Singer went to school in Brooklyn and studied chemistry and a minor in biology at Swarthmore College with a bachelor's degree in 1952. In 1957 she received her PhD in biochemistry from Joseph S. Fruton at Yale University . First she dealt with proteins, then, on Fruton's advice, with nucleic acids . From 1956 she was in the biochemistry laboratory of Leon Heppel at the National Institute of Arthritis, Metabolism, and Digestive Diseases of the National Institutes of Health (NIH) in Washington, DC, one of the few places in the USA where she could research nucleic acids at the time . It produced synthetic RNA, which was used in the experiments of the later Nobel Prize winner Marshall Nirenberg for the genetic code ( Poly-U experiment ). She became a Senior Researcher at the NIH and stayed there until 1979. She then went to the National Cancer Institute , where she headed the Biochemistry Laboratory. From 1988 to 2002 she was President of the Carnegie Institution in Washington, DC

From the beginning of the 1970s she was involved in ethical discussions about genetic engineering ( recombinant DNA ). This was discussed in 1973 at the Gordon Conference on Nucleic Acids, which she co-chaired, and she was instrumental in setting guidelines after the Asilomar Conference on Recombinant DNA in 1975.

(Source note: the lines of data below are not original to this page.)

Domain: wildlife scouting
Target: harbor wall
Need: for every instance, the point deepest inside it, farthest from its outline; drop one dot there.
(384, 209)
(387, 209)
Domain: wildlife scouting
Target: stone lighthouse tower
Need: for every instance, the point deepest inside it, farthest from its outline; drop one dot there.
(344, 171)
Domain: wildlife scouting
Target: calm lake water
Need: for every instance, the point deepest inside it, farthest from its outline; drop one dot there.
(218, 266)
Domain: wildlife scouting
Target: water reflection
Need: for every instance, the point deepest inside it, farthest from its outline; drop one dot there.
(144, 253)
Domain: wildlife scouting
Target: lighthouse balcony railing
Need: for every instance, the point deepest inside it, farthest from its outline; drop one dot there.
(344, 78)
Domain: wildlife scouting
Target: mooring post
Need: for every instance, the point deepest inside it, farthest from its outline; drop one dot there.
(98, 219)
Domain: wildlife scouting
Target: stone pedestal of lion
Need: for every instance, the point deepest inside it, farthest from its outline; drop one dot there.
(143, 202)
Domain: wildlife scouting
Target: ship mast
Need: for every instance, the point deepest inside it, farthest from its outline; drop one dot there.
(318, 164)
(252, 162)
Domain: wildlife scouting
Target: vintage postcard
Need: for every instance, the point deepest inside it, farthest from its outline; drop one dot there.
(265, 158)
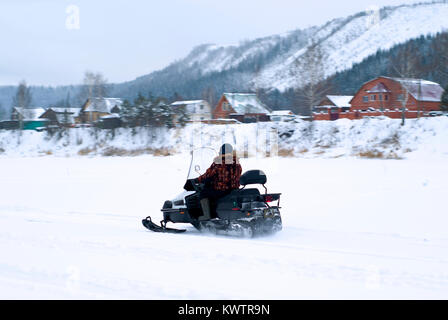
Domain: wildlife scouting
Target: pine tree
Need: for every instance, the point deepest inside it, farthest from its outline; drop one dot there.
(444, 103)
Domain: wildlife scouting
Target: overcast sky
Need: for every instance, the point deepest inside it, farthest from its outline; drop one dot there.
(44, 42)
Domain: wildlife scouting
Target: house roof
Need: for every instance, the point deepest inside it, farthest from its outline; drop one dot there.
(192, 105)
(244, 103)
(186, 102)
(104, 105)
(421, 90)
(29, 114)
(380, 87)
(340, 101)
(73, 111)
(281, 113)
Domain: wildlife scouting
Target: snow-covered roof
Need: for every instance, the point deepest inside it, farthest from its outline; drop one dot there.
(193, 106)
(281, 113)
(422, 90)
(186, 102)
(340, 101)
(103, 104)
(380, 87)
(244, 103)
(29, 114)
(72, 111)
(111, 116)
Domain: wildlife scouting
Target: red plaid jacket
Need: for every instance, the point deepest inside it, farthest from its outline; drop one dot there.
(224, 173)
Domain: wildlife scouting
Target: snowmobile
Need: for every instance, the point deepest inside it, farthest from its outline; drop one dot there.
(244, 212)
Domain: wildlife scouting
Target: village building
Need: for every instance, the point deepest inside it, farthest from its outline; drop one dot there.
(197, 110)
(95, 108)
(333, 105)
(243, 107)
(282, 115)
(64, 117)
(29, 117)
(386, 96)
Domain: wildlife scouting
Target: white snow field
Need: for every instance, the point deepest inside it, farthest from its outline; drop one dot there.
(70, 228)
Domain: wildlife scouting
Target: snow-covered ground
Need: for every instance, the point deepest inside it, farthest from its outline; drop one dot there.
(353, 228)
(377, 138)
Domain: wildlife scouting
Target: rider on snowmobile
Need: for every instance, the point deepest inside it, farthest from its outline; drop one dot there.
(220, 179)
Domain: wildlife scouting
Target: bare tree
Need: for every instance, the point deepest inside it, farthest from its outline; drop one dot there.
(405, 65)
(22, 100)
(309, 70)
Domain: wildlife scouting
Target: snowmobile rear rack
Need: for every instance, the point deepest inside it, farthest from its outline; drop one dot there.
(147, 223)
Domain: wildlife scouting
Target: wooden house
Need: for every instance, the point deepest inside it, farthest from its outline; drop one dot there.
(244, 107)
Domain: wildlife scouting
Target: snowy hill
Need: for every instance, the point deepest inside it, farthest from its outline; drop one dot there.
(367, 138)
(266, 62)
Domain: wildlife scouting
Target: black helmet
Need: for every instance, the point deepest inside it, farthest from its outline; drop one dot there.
(226, 148)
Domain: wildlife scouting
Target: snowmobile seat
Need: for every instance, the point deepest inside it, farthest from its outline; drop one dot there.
(253, 177)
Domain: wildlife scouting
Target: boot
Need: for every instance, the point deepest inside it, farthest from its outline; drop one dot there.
(205, 204)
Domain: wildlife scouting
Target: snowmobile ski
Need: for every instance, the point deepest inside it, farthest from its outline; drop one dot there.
(147, 223)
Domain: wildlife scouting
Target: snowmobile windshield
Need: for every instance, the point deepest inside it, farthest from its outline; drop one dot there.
(201, 159)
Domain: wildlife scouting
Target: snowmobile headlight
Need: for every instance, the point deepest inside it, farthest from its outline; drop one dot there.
(179, 202)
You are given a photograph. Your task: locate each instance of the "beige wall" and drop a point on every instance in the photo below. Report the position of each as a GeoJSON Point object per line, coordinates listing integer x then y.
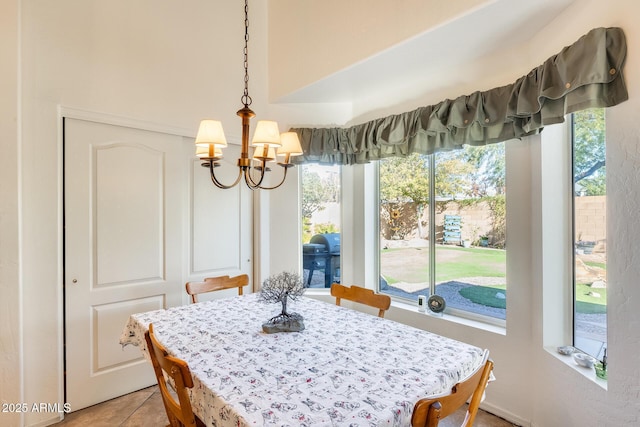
{"type": "Point", "coordinates": [591, 218]}
{"type": "Point", "coordinates": [10, 298]}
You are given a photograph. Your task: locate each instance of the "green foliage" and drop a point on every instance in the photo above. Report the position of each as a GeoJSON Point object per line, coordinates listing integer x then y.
{"type": "Point", "coordinates": [405, 179]}
{"type": "Point", "coordinates": [314, 193]}
{"type": "Point", "coordinates": [488, 169]}
{"type": "Point", "coordinates": [325, 228]}
{"type": "Point", "coordinates": [589, 151]}
{"type": "Point", "coordinates": [498, 206]}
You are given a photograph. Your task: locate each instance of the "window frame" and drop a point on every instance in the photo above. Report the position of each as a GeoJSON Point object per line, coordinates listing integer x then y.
{"type": "Point", "coordinates": [454, 312]}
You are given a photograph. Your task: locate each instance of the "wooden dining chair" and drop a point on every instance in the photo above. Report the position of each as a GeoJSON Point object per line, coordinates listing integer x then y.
{"type": "Point", "coordinates": [361, 295]}
{"type": "Point", "coordinates": [219, 283]}
{"type": "Point", "coordinates": [180, 412]}
{"type": "Point", "coordinates": [428, 412]}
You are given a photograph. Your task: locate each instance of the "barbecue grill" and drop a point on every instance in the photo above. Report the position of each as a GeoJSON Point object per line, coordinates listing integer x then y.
{"type": "Point", "coordinates": [323, 253]}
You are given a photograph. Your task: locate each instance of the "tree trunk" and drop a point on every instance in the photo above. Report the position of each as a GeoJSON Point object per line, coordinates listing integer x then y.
{"type": "Point", "coordinates": [419, 212]}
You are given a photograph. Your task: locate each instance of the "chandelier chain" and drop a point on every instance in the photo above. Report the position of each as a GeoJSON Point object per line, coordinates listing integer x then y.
{"type": "Point", "coordinates": [246, 99]}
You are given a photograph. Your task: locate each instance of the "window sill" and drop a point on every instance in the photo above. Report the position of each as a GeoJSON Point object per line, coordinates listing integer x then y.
{"type": "Point", "coordinates": [589, 374]}
{"type": "Point", "coordinates": [402, 312]}
{"type": "Point", "coordinates": [411, 309]}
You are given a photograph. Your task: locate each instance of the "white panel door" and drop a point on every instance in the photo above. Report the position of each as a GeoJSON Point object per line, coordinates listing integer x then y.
{"type": "Point", "coordinates": [126, 209]}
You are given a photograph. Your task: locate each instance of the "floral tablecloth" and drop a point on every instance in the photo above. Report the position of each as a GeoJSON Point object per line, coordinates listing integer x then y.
{"type": "Point", "coordinates": [346, 368]}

In addition to her involvement in the pioneering work to decipher the genetic code, she was involved in the discovery in the 1980s that the Long Interspersed Nuclear Elements (LINEs) in the mammalian genome are transposons .

In 1978 she became a Fellow of the American Academy of Arts and Sciences , in 1979 a member of the National Academy of Sciences , 1986 a member of the Pontifical Academy of Sciences and 1990 a member of the American Philosophical Society . In 1992 she received the National Medal of Science of the USA, in 1999 the Vannevar Bush Award , in 1982 the AAAS Award for Scientific Freedom and Responsibility and in 2007 the Public Welfare Medal of the National Academy of Sciences.